I've got a Production single treadle (I also wonder if single/double makes a difference), and while it does 'nod' a wee bit when I treadle, it doesn't walk across the floor at all (although my Traveller does), and one thing I really love about it is that I can start it spinning with just my foot from any position at all (the heel/toe treadling motion is so broad, I can get a good 'spin' started even from the wrong stopping spot). If it is totally stalled at 12 or 6 or whatever, I can also just use my toe to start it going and then get back to treadling - don't have to let go of my fibre to start the wheel.

You said "You'll know when you've found the right one because the spinning will be almost effortless."

... interestingly enough, that describes exactly how my Babe feels! That huge wheel is so easy to treadle and it jsut spins so smoothly I love it. My Traveller is more work to treadle (smaller wheel) but she's got better control of tension and I prefer her for finer work - but for fast, more loosely spun work (like the alpaca fleece I'm doing), it's the Babe hands down. 

That's the thing about wheels - you have to find the one that works for YOU - everyone of us is shaped differently, treadles differently, and has different tolerances for tension, treadling resistance, and even appearance. So yup - find one and try it to know for sure ... or, make sure you can return it if it doesn't work out!


----------



## jhuebner (Mar 29, 2009)

Personally I spin using drop spindles or my great wheel. Peddeling's just not for me.
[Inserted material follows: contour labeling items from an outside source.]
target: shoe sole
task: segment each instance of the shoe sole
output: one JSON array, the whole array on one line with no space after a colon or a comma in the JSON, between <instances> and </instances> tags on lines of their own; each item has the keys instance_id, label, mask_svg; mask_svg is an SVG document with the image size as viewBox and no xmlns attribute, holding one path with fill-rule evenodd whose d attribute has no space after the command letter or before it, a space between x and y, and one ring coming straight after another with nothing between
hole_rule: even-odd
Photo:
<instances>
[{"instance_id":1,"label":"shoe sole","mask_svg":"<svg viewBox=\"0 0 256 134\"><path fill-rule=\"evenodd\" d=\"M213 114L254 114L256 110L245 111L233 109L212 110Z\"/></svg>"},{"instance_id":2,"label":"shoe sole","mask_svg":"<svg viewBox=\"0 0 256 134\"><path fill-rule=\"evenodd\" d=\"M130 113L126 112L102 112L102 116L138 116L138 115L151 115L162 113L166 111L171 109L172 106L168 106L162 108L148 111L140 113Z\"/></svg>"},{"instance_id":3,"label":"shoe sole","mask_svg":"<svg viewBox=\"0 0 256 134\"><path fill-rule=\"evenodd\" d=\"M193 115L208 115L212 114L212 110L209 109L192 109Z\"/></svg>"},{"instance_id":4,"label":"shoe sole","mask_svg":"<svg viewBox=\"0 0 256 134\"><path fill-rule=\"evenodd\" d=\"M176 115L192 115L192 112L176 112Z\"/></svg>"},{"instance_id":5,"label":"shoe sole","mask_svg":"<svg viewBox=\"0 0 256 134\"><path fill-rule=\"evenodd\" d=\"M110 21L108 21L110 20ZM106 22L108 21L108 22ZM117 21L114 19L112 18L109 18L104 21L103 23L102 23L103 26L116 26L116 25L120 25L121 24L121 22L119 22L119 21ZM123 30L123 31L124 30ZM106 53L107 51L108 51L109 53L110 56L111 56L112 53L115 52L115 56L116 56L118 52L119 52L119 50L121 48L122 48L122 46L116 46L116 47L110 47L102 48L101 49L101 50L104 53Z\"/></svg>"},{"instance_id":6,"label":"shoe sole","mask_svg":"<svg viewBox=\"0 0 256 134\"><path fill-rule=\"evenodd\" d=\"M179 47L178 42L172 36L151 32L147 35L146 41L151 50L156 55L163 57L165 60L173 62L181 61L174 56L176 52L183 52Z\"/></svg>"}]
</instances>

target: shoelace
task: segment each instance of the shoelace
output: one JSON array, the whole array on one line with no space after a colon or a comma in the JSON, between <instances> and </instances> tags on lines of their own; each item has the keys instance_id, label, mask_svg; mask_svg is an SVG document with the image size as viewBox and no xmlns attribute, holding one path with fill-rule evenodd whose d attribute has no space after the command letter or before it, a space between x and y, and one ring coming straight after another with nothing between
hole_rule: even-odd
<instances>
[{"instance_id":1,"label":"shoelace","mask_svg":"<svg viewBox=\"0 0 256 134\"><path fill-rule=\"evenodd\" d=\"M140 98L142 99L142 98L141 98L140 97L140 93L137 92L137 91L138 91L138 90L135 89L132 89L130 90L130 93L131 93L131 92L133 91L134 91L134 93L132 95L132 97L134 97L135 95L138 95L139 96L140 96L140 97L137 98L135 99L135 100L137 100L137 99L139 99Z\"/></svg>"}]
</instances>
My wife uses her Babe Production for some things, the Ashford Traveler for others, and the Ashford Kiwi IS her favorite. We've also got a Babe Charka, and a "Hitchhiker" (it's tiny, for in the car) 

You'll have to decide, the Babe was our 2nd one. Traveler was the 1st. and so the insanity goes! :cute:

Good Luck & have fun! 

JLH


----------



## MullersLaneFarm (Jul 23, 2004)

Dang, Oldhaus, where have you been?? I wish you would have posted on here earlier (or if you did, I humbly apologize for missing you). I've been to and from Ames IA on I-80 the past week. If I had known you were on the way, I would have made a stop to see you ... even though I'm (sadly) alergic to Angoras. I love visiting with other fiber artists.

Next time I go to Ames to visit my DD & DS, I'll have to get a hold of you!


----------